Now, facing legal pressure from several publishers, it looks like ResearchGate is starting to abandon its role as a tool for circumventing paywalls. As many of the deposits on ResearchGate clearly violate the terms of the publishers’ policies, it’s not too surprising that the International Association of Scientific Technical and Medical Publishers (STM), Elsevier, American Chemical Society (ACS), and others are looking for ways to take articles down. However, as Lisa Janicke Hinchliffe describes, it is unsettling that ResearchGate (RG) has been so quiet. Given that RG sends me at least an email a day, one would think that they’d send some kind of heads up to their users about their plans. Instead, RG and Springer Nature have offered a press release hinting at a collaboration to find “solutions to sharing scientific journal articles online, while at the same time protecting intellectual property rights.” If you ask me, that doesn’t sound like ResearchGate thinks it can continue to let authors choose how to provide open access to their work.

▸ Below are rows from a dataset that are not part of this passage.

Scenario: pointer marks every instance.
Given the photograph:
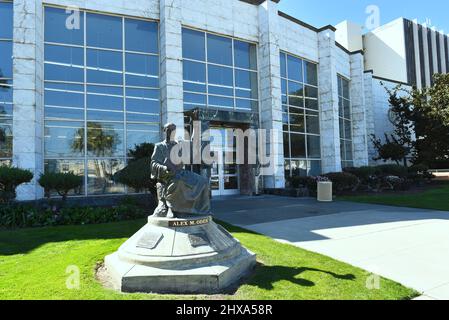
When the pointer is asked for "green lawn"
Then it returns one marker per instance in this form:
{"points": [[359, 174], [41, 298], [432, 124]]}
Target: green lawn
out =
{"points": [[437, 199], [33, 265]]}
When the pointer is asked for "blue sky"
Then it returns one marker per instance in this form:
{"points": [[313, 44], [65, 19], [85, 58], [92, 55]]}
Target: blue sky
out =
{"points": [[323, 12]]}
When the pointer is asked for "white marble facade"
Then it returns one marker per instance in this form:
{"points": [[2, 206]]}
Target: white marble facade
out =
{"points": [[256, 23]]}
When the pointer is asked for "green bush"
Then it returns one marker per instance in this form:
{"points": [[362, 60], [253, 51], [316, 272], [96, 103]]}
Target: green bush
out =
{"points": [[392, 170], [419, 173], [10, 179], [137, 174], [26, 216], [342, 181], [363, 173], [62, 183]]}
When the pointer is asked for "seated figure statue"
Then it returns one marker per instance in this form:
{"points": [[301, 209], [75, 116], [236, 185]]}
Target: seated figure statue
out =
{"points": [[179, 191]]}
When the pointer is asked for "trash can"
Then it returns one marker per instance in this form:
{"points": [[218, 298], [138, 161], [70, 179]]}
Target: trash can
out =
{"points": [[324, 192]]}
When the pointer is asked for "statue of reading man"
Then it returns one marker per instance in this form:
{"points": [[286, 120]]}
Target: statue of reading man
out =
{"points": [[179, 191]]}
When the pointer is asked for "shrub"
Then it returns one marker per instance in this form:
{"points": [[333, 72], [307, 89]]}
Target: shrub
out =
{"points": [[363, 173], [137, 175], [342, 181], [26, 216], [10, 179], [62, 183], [391, 170], [419, 173]]}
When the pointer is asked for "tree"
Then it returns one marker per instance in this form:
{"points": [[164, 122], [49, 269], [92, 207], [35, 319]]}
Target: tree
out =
{"points": [[137, 174], [391, 149], [10, 179], [62, 183], [102, 141], [399, 144], [431, 118], [421, 124]]}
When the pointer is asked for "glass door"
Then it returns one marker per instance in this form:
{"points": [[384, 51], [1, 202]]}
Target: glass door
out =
{"points": [[224, 175]]}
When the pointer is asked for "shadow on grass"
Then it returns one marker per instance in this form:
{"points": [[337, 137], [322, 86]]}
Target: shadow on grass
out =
{"points": [[266, 276], [22, 241]]}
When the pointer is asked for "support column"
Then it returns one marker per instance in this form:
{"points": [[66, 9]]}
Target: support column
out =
{"points": [[170, 36], [328, 87], [270, 89], [28, 73], [357, 94]]}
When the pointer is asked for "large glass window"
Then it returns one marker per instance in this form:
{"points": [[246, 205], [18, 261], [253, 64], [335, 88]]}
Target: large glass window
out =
{"points": [[101, 95], [219, 72], [300, 114], [344, 114], [6, 82]]}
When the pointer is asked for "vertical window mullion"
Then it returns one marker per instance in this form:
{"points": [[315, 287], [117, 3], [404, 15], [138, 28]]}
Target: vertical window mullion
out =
{"points": [[233, 77], [125, 124], [86, 169], [206, 57]]}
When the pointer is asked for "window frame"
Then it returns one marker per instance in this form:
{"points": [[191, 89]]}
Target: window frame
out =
{"points": [[86, 158], [285, 101], [234, 68], [345, 162]]}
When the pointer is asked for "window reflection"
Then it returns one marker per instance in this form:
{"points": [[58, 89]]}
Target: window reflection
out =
{"points": [[301, 123], [100, 176], [66, 166], [6, 83], [345, 117], [228, 79], [90, 123]]}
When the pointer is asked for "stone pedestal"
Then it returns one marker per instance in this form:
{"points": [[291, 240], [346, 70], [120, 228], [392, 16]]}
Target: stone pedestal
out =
{"points": [[188, 255]]}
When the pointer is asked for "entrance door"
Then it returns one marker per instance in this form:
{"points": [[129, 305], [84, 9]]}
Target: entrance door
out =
{"points": [[224, 175]]}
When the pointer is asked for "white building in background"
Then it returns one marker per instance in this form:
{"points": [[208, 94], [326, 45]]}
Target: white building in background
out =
{"points": [[80, 88]]}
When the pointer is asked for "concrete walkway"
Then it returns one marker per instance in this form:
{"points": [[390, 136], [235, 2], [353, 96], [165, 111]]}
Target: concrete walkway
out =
{"points": [[410, 246]]}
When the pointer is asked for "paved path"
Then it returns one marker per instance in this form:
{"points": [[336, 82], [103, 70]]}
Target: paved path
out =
{"points": [[410, 246]]}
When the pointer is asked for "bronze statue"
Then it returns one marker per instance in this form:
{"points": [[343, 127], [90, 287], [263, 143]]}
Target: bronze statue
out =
{"points": [[179, 191]]}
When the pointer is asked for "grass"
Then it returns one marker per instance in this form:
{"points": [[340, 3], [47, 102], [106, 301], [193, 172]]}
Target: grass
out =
{"points": [[33, 265], [436, 199]]}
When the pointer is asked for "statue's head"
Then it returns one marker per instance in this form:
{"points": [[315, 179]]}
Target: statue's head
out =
{"points": [[169, 130]]}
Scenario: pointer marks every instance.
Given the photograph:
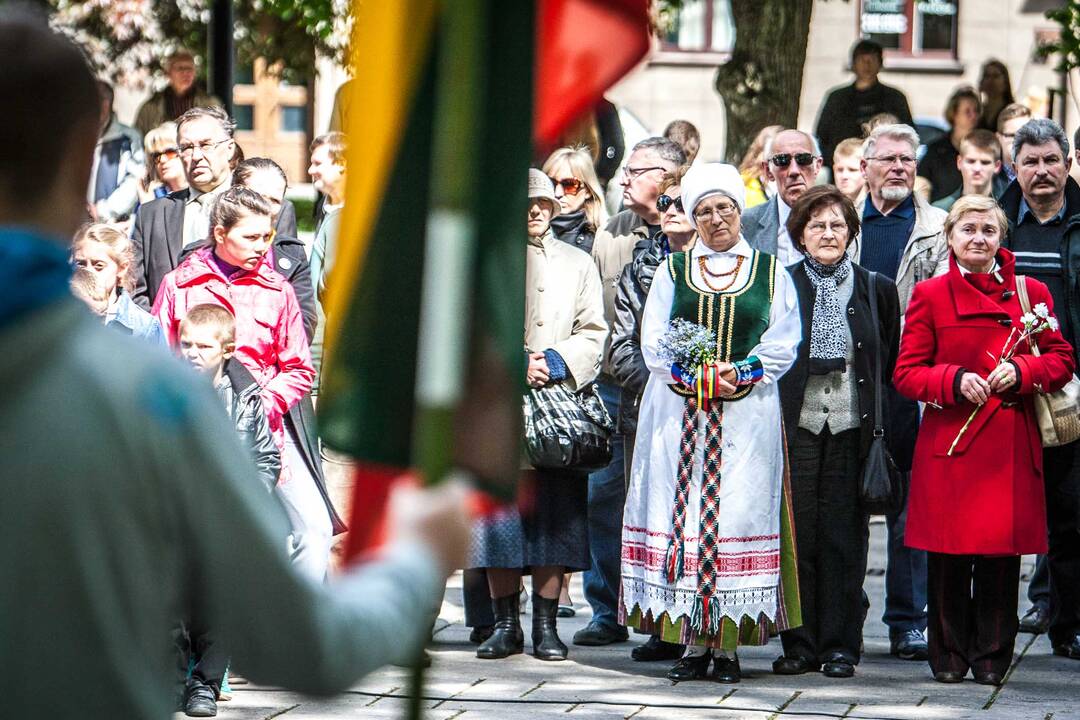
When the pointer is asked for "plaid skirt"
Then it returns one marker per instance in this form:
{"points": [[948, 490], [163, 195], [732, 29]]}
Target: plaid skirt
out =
{"points": [[549, 525]]}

A couple of weeks ago I started to notice that RG results in Google Scholar were redirecting to pages with no link to a freely accessible PDF. Works that used to be open access were missing. What happened? Did RG preemptively take them down? Did the authors take them down? Not seeing any news from RG (maybe I deleted it from the bazillion emails they send me), I decided to check my RG documents. And, yes, one of my articles published in an open access journal, Clinical and Translational Science, is now hidden. An article that was once openly and legally available for download on RG, is now “privately shared.”
So, RG hid my article and didn’t ask to see if I had the rights to share it … and (as far as I know) didn’t even send me a notification to say that it’d be hidden from now on.
To restate what I wrote last year … if you want readers, don’t use ResearchGate. My open access article on RG will not be downloaded much at all now. Fortunately, readers can find a free copy in my institutional repository or they can get the OA version directly from the publisher. ResearchGate has no real respect for the autonomy of scholarly authors. RG isn’t interested in my work and isn’t interested in increasing my readership. RG needs my data and is looking for someone to buy it. Instead of RG, use your library-supported, non-profit, institutional repository. RG owns you and takes down your work and sells your data as it sees fit; in contrast, as member of your campus, you own a piece of the institutional repository and you own your work. Don’t waste your time with RG; ask your librarian about your institutional repository … it’s a better deal in so many ways.